Others’ needs became more important than my own.
How on earth could I have personal boundaries, let alone claim them, under these circumstances? I didn’t even know where my point of view started and another’s ended. I was out of touch with my feelings, what I wanted, and who I was. I also couldn’t tolerate the possibility of disappointing people, having them angry at me, or god-forbid lose them because of my own “selfish” needs. This led me to work very hard at controlling my external environment to make sure things stayed steady – which we all know is an exercise in futility and explains that constant, fatigue-inducing stress I put on myself for years.
To throw gasoline onto my boundary bonfire, I was also fixer and damn good one. When something would happen to make someone unhappy, I did everything I could to fix it even if that meant sacrificing my own needs. I couldn’t tolerate the unsettling feeling of having something in my sphere that was not okay, even if it was someone else’s stuff to deal with. So I swooped in to fix. I realize now that this robbed them, mostly my kids, of learning through failure and it certainly didn’t model healthy boundaries or emotional health. I’m not saying this to beat myself up. I’ve done that too much for years. I’m being vulnerable here to illustrate where I came from, and that I understand this cycle very well.
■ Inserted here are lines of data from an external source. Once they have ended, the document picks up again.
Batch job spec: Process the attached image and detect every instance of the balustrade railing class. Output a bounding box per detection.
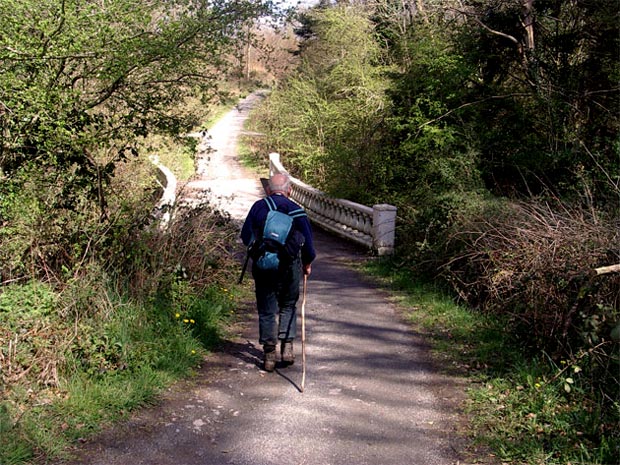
[269,153,396,255]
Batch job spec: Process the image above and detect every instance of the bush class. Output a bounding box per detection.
[444,198,620,353]
[442,201,620,444]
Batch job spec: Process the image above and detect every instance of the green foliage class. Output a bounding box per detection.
[0,0,266,281]
[253,6,387,200]
[367,257,620,465]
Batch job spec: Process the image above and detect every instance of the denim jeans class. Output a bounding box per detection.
[252,258,301,345]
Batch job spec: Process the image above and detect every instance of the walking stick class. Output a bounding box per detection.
[301,274,308,392]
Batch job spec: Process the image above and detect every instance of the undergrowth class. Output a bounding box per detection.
[368,261,620,465]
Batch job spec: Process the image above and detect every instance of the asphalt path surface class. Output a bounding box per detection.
[57,91,474,465]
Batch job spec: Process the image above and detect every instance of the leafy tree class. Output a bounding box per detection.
[254,5,387,200]
[0,0,267,278]
[455,0,620,199]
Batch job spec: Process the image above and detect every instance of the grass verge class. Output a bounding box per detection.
[0,274,235,465]
[366,260,620,465]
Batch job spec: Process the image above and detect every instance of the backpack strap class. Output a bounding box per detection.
[265,197,278,211]
[264,197,307,219]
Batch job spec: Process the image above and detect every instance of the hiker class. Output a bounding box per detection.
[241,174,316,371]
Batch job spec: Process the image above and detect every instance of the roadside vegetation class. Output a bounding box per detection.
[0,0,286,465]
[248,0,620,465]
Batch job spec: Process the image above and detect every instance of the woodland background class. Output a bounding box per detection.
[0,0,620,464]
The first step to establishing personal boundaries is knowing thyself.
Realizing that I couldn’t have boundaries without knowing myself, the work self-awareness and self love journey began. I learned who I was and how to identify and value my own feelings and needs. I gained skills in having difficult conversations and learning to sit with discomfort. I am a work in progress and this still doesn’t come naturally to me but I am committed to the work, not only for myself but those around me.
I’ll cover more about my healing journey and personal boundary skills in future blogs. Watch for the upcoming FREE Boundary worksheet. Join the FREE Facebook group, Tide Pool Talks, where we explore a personal transformation topic each month.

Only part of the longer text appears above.